Hello – I’m starting a blog now because we’ve recently started applying AI to Azquo.   But before I start, I thought it would be a good idea to tell you a little of myself and my history in computing, so that you understand my point of view

In future ,most of my posts will be about my approach to ‘teaching’ AI (I’m using Claude Opus) , how quickly it grasped the concepts, the mistakes it made and the mistakes I made.  I am nearly sure now that AI can de-skill the use of Azquo almost entirely – insofar as it will remove the need for any specialist knowledge before using Azquo.  This opens up masses of questions as to when AI can be trusted to ‘understand’ and even, what ‘understanding’ means.  On a more practical note, how can we start to live with these astonishingly powerful apps that seem to get better by the minute?

However that will not be my starting point.  First, I must introduce myself.  I am Bill Cawley, aged 78.  My first encounter with coding was when I was 17.   I took a year off between school and university to get a taste of the ‘outside world’.   Up to that point I had been at Eton, which, while it offered me some excellent teaching (I particularly am thankful to Norman Routledge – please look him up) was, I thought, a very small pond in which to swim, so I was pleased when my science teacher, Jack Goodier, found me work, first with Philips in Holland, then with IBM at Hursley.

IBM Hursley was the home of the ‘Winchester disk’ – which, to you and me, is the way in which data was stored universally for the next thirty years until solid state storage took over.  I arrived and was allocated to the ‘systems programming’ department which was responsible for maintaining the operating system of the vast ‘7090’ computer that occupied a room the size of a cinema.  It was reputed that, if there was a fire, the company would forbid firemen into that room as the cost of the damage would be too great.

I didn’t like the systems programming department – all the changes happened in the US, and my job would have been simply to paste in code that I neither had created nor understood, so I was reallocated to the hardware development department,  Here most of my time was soldering components together and checking performance on a very expensive oscilloscope.. Even then the leads had to be the same length as time was measured in nanoseconds.  More fun was that I was allowed time on the 7090 – a great privilege as this was a very expensive machine. If I was lucky I could get two five-minute slots in a day, but usually only one, to load my stack of punched cards into the machine.   It took me a couple of months to generate a program that mimicked my physical work to produce a response curve for the booster circuit I was testing.

What was the 7090 doing for the rest of the time?  Sending out electricity bills.   There were a dozen of the sort of tape drives around the walls that you see in old films, which must have contained millions of household names.  Astonishingly the chain printers at that time could print 1200 lines a minute – so fast that if the paper was not watched an untidy heap would appear.  Remembering that before the 7090 each of these bills would have been sent out by hand, it is not surprising that this was its prime use.

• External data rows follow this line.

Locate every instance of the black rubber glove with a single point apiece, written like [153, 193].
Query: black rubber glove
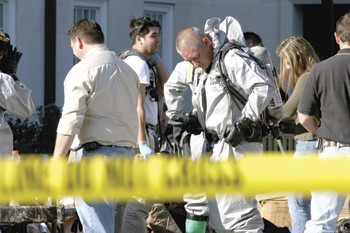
[235, 135]
[10, 62]
[192, 125]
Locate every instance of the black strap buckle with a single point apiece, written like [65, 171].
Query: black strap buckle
[89, 146]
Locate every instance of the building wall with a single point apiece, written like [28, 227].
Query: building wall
[273, 20]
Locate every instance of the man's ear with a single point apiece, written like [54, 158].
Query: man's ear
[80, 43]
[337, 38]
[207, 42]
[139, 40]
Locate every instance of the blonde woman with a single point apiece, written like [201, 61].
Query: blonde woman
[297, 56]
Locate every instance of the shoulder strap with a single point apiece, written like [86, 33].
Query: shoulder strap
[229, 88]
[134, 52]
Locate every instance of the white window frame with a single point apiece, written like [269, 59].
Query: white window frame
[101, 14]
[167, 42]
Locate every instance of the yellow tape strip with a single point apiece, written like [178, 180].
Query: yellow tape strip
[168, 178]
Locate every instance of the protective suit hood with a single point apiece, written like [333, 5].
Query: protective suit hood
[228, 30]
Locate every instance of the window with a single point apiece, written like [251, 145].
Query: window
[90, 9]
[163, 13]
[84, 13]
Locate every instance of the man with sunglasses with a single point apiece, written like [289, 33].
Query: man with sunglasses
[143, 58]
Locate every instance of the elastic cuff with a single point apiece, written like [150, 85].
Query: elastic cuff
[144, 142]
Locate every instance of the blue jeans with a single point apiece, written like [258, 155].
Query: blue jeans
[98, 217]
[299, 207]
[326, 206]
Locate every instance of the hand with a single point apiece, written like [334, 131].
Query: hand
[192, 125]
[10, 62]
[235, 135]
[145, 150]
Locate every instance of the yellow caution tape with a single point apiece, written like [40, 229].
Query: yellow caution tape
[168, 178]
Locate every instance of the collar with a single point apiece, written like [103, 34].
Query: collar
[342, 51]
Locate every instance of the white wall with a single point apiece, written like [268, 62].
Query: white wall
[273, 20]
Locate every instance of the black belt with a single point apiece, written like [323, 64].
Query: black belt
[89, 146]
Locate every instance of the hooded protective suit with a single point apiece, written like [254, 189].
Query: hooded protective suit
[15, 98]
[218, 112]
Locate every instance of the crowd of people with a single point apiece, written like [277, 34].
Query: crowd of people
[123, 105]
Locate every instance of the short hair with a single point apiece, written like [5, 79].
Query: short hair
[140, 27]
[88, 31]
[4, 42]
[343, 28]
[256, 39]
[299, 54]
[189, 37]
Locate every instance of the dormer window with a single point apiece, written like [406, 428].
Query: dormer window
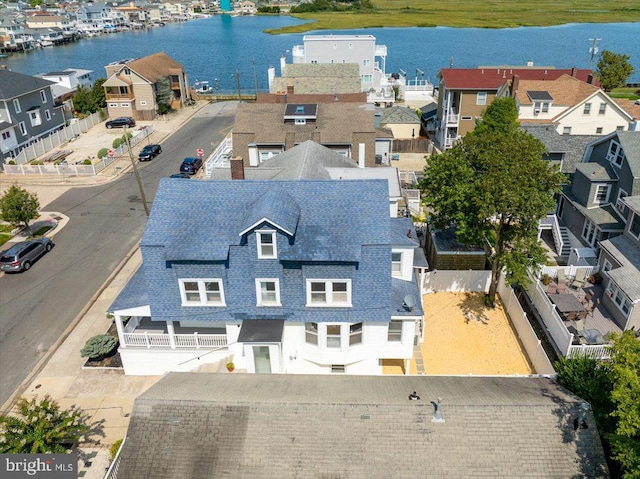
[615, 154]
[266, 244]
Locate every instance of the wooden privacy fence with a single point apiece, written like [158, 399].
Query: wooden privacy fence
[419, 145]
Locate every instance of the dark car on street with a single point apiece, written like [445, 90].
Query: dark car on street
[22, 255]
[121, 122]
[191, 165]
[149, 152]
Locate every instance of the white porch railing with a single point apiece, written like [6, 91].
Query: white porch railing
[163, 340]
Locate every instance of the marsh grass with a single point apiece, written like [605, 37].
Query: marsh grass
[470, 13]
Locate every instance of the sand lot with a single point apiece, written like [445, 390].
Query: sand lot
[462, 336]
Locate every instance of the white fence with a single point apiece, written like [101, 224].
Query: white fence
[456, 281]
[57, 138]
[80, 169]
[527, 335]
[478, 281]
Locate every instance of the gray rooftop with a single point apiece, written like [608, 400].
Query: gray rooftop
[196, 425]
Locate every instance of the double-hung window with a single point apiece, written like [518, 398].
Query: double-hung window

But back to me.  It so happened that after my stint at IBM, and after my time at college, I was more interested in exploring other avenues, and, in quick succession over a period of ten years, became

  • a graduate retail trainee (among other things, I managed a shop in Oxford Street – I tried cycling to work but arriving in Oxford Street after keeping up with the traffic round Hyde Park Corner, does make you sweaty).
  • an officer in MI5, where, to my astonishment, I found that women with the same qualifications (Stella Rimington was hired a year before me) were employed as ‘assistant officers’
  • a journalist.  I wrote the property column for the Investors Chronicle (perhaps the most memorable moment was visiting the London Metal Exchange – another of my briefs – and seeing the sort of pandemonium that gave many of its members heart attacks,
  • a decorator (I was not sure what to do next, and my parents had bought a new house)
  • a teacher (including teaching maths at Eton, where my best results occurred in a class with the worst discipline)
  • and finally, a farmer (my brother was a farmer and was pleased that I was prepared to take on a field of hops, and we planned to plant blackcurrants and strawberries).

So none of this has any relevance here except to say that when PCs became available, and the farm could afford a PC, it was irresistible to buy one.  The first one we bought – a Tandy – was, frankly, useless for any practical application.   You could write a program in Basic (I worked out that 90% of all the instructions related to input/output rather than processing), and only when we bought an Apple II did we have a possibility of doing some proper programming.